The people who visit our beach come from all over. Our sign says "Florida's Best Kept Secret" Because we are sandwiched in between two very popular beaches, Pensacola Beach and Destin Beach, we don't have as many tourists as they do. Locals definitely hang out at the beach and snowbirds come back year after year to escape the cold during the winter months.
Activities Enjoyed at the Beach
Fish caught at and around your beach
Navarre's new pier is the longest in Northwest Florida. We have seen all sorts of things reeled up on the pier or just swimming below. All kinds of trout, sand-sharks, mackerel, barracudas, pompano, flounder, mullet, crabs and a whole lot more.
Other Dangers and Warnings
The greatest dangers present at our beach are the rip tides and wildlife. Fortunately, Florida has a very easy flag system that explains when it is a good time to swim and when you should STAY OUT!! Unfortunately, people visit from all over the place and either don't understand how the flags work, or choose to ignore them. Here in Navarre, we look for the green flag. We know that the water is calm and it is a good swimming day. Yellow will have some waves and we will have to be cautious. When we see red, we stop and go home. The rip-tides can pull you out if you aren't careful. And the purple flag means wildlife like jellyfish or algae might be harmful to swim with.
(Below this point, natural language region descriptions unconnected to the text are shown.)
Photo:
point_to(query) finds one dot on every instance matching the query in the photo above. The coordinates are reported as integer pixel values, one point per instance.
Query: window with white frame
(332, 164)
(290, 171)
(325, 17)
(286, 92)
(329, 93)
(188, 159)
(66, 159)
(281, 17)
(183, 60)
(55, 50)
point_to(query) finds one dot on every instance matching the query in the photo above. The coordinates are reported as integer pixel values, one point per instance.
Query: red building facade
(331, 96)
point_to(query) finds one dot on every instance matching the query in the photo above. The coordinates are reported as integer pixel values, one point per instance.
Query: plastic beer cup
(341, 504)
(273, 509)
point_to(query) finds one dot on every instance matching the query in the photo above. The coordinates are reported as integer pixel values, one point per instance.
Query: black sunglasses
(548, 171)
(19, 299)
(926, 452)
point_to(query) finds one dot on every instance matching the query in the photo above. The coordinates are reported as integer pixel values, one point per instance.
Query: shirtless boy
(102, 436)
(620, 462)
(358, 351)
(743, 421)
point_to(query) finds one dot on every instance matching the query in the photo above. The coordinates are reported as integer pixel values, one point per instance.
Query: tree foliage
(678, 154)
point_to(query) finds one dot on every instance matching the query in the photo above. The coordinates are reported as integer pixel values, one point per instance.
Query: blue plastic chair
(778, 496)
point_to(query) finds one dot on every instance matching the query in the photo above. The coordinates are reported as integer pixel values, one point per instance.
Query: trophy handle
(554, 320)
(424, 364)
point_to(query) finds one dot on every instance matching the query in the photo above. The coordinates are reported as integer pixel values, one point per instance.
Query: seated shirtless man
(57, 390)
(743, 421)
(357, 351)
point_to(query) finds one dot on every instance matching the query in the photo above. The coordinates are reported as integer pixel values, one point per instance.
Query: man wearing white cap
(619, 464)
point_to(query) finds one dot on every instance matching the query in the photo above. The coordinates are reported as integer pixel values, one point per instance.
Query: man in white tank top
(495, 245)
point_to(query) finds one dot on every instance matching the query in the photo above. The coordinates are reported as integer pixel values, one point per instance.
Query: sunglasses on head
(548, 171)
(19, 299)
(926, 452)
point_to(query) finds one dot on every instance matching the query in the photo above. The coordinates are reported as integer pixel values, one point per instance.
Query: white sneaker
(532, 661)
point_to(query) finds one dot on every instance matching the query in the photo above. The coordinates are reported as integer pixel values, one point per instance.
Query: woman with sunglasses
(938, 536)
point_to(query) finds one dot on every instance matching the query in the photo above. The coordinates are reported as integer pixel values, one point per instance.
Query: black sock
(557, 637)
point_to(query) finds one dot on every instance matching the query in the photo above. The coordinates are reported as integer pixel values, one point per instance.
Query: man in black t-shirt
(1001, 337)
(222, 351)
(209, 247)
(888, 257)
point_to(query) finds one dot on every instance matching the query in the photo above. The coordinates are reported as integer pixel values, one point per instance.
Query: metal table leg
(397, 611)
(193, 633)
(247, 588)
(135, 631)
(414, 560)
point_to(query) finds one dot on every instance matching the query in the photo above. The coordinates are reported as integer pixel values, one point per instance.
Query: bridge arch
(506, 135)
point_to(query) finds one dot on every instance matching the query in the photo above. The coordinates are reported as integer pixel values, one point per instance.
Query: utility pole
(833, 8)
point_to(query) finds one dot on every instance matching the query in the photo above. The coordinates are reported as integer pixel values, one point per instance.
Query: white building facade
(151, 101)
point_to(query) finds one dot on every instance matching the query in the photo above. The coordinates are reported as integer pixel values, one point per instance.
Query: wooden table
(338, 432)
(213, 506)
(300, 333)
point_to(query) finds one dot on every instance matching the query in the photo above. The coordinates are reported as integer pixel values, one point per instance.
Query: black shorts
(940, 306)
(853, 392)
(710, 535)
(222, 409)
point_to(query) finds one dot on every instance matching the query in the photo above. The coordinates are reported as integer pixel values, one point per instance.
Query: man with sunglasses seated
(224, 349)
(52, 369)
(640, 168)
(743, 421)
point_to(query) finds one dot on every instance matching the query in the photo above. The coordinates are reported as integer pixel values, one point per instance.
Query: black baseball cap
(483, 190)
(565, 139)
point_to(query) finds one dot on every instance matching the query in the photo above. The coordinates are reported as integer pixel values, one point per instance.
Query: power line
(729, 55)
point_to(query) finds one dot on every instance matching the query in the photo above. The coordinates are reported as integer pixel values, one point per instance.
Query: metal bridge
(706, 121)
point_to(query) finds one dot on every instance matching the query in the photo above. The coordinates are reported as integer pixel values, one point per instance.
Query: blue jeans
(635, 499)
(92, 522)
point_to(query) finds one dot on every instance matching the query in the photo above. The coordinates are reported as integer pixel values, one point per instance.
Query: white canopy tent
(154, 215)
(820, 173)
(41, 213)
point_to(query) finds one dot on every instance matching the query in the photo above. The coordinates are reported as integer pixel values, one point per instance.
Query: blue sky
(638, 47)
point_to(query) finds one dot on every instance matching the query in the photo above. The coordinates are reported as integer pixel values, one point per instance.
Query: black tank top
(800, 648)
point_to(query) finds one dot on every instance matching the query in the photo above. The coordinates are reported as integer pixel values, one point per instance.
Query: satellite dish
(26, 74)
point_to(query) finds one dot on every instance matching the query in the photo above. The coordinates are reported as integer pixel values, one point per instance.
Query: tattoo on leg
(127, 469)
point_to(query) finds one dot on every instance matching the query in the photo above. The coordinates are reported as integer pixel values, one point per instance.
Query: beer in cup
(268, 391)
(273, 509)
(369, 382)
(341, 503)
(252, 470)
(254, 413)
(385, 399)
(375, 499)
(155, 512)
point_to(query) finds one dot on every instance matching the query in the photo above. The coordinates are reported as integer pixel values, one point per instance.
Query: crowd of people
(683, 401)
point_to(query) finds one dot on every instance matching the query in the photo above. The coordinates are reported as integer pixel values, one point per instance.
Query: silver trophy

Local Environment around the Beach
Seagulls, Herons, crabs,
Shells or Aquatic Wildlife
Jelly fish, starfish, sand dollars, sting rays, hermit crabs, sea turtles, dolphins and sand sharks are seen regularly. After our beach restoration project started a few years ago and they started dredging sand to put back on the beach we were able to find a ton more shells. You can find Florida Fighting Conchs, Lightening Welks, Calico scallops, Lettered Olives, American Augers, and a whole lot more.